“What plan?”
He kisses me once more, soft and lingering, before pulling back just enough to look at me. “The plan to win you over so you never want to leave my bed.”
The words hang between us, playful on the surface but weighted with a deeper charge. The jolt of it makes my heart stutter. His eyes widen slightly, like he’s just realized what he said—what it might mean.
For a moment, neither of us moves. Neither of us breathes.
Then Kai clears his throat and pulls away, sliding out of bed in one fluid motion. “I’m going to make breakfast,” he says, his voice a little too casual. “You want eggs? I make good eggs.”
He disappears into the kitchen before I can answer, leaving me sitting here with a smile I can’t quite suppress spreading across my face.
Over breakfast—scrambled eggs and toast—we plan our approach.
“We can’t tell him everything,” I say, sipping coffee. “If we come in too aggressive, he’ll just dismiss us. We need to present it carefully. Give him enough information to be concerned but not so much that he feels attacked or questions our sources.”
“And if he dismisses us anyway?” Kai asks.
“Then we go public. We present it to the community. We make it impossible for him to ignore.”
“Okay. Let’s try the mayor first.”
The town hall is a small brick building with a flagpole out front. We walk in together, and I’m acutely aware of how close Kai is walking next to me. How natural it feels to have him here. How much stronger I feel with him beside me when up until last weekend I mostly felt like a failure.
The mayor’s assistant, Carol Hutchins, according to the name plate, looks up from her desk. “Can I help you?”
“I’m Atlas Navarro, and this is Kai Grant from Neighbor Stories, the library’s oral history program. We need to speak with Mayor Whitmore,” I say.
“He’s a busy man. You don’t just turn up to speak to him,” she says as if she spends half her days pushing people away.
I lean over her desk a little and pitch my voice low so no one else overhears. “It’s important. It has to do with HelixGen Corp and how they might be set on destroying the town and our way of living.”
Carol’s expression shifts. Sympathy flashes across her face, and I wonder if she might already have concerns about the mayor’s eagerness to partner with HelixGen Corp.
“Let me speak with him,” she says, standing up. “Wait here a moment.”
She disappears through the door behind her desk. Kai gives me a tight smile, and I smile back. We’re in this together.
Carol returns a moment later. “He’ll see you. Come on in.”
Mayor Whitmore sits behind a large desk, looking slightly annoyed by the interruption. But his expression shifts to neutral when he sees us.
“Mr. Navarro and Mr. Grant. What’s this about?”
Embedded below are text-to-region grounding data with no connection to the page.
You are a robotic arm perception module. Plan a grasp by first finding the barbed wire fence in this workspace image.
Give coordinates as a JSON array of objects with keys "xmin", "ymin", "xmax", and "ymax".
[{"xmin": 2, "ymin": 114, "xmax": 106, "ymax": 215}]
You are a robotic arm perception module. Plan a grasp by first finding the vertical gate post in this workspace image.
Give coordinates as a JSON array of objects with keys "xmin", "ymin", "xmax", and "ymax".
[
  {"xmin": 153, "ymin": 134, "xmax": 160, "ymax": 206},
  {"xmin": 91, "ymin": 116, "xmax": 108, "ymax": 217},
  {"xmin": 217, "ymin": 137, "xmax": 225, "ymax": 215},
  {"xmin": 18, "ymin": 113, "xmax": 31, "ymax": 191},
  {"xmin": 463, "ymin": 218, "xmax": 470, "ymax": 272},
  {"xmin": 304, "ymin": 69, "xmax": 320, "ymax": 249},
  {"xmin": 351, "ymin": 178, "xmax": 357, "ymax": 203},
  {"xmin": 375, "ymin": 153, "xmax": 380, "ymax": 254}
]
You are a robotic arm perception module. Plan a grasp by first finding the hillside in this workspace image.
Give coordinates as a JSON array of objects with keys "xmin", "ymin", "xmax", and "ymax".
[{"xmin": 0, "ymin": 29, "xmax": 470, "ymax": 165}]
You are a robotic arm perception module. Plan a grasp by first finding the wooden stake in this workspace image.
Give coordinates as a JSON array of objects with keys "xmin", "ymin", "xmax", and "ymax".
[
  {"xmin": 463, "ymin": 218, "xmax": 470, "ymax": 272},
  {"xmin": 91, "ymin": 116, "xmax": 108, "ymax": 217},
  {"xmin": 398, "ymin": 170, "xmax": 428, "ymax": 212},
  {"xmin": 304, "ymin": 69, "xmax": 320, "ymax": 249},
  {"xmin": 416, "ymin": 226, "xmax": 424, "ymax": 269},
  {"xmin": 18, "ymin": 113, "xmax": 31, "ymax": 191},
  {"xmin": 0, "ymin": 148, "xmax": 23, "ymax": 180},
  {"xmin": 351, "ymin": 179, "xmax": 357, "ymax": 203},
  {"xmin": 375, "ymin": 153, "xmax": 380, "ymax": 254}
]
I take a breath and launch into our carefully prepared explanation. “We’ve been doing some research into HelixGen Corp’s practices,” I say. “And we have concerns about their involvement in Pine Ridge.”
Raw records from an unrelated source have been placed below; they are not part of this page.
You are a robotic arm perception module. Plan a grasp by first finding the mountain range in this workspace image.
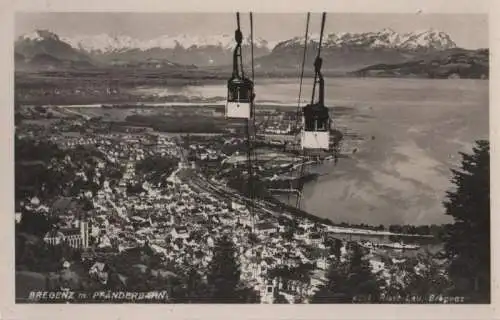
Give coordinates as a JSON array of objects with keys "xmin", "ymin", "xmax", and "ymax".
[{"xmin": 15, "ymin": 29, "xmax": 488, "ymax": 78}]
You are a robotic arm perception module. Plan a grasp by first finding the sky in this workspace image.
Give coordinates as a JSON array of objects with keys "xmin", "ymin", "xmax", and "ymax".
[{"xmin": 15, "ymin": 12, "xmax": 488, "ymax": 49}]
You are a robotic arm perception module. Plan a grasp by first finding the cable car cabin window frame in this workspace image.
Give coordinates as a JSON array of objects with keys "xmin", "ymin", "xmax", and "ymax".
[
  {"xmin": 227, "ymin": 79, "xmax": 253, "ymax": 103},
  {"xmin": 302, "ymin": 106, "xmax": 330, "ymax": 132}
]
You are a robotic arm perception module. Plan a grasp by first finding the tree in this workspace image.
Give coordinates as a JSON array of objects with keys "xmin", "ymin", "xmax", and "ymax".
[
  {"xmin": 207, "ymin": 237, "xmax": 240, "ymax": 303},
  {"xmin": 443, "ymin": 140, "xmax": 490, "ymax": 303},
  {"xmin": 311, "ymin": 244, "xmax": 380, "ymax": 303}
]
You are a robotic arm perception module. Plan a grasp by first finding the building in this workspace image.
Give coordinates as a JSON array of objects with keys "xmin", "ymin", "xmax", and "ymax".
[{"xmin": 43, "ymin": 221, "xmax": 89, "ymax": 249}]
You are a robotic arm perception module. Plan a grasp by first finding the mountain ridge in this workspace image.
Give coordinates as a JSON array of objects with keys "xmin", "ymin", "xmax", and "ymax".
[{"xmin": 15, "ymin": 28, "xmax": 488, "ymax": 79}]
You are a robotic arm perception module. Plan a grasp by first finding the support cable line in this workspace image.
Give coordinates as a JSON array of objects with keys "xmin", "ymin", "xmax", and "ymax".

“What kind of concerns?” The mayor leans back in his chair, clearly unimpressed.
“They have a track record of unethical practices,” Kai says. “Data farming, privacy violations, exploiting communities.”
“They’ve been sued multiple times,” I add. “And they always settle discreetly to avoid public scrutiny.”
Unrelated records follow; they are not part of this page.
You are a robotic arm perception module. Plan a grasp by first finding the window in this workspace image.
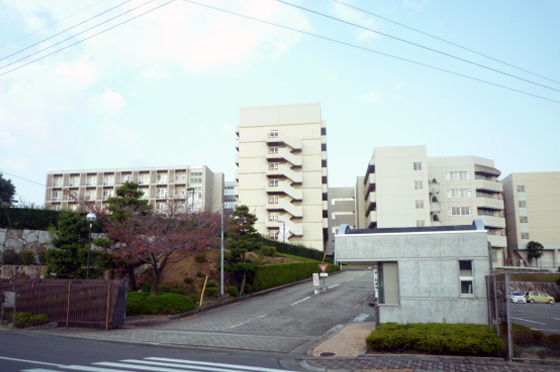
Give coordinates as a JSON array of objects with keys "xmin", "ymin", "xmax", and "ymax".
[
  {"xmin": 459, "ymin": 261, "xmax": 474, "ymax": 295},
  {"xmin": 447, "ymin": 189, "xmax": 471, "ymax": 198},
  {"xmin": 447, "ymin": 171, "xmax": 470, "ymax": 181},
  {"xmin": 449, "ymin": 207, "xmax": 472, "ymax": 216}
]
The mayor waves his hand dismissively. “Every company gets sued. It doesn’t mean anything.”
“It does when there’s a pattern,” I say, trying to keep my voice steady. “And there is. They come into small towns, gain trust, then extract whatever they can before moving on.”
“That’s speculation,” the mayor says. “I’ve seen their financial projections. They’re offering substantial funding. Jobs. Growth. Pine Ridge needs that.”
“Pine Ridge needs to protect itself,” Kai says, his voice firm. “From corporations that only see us as data to be harvested.”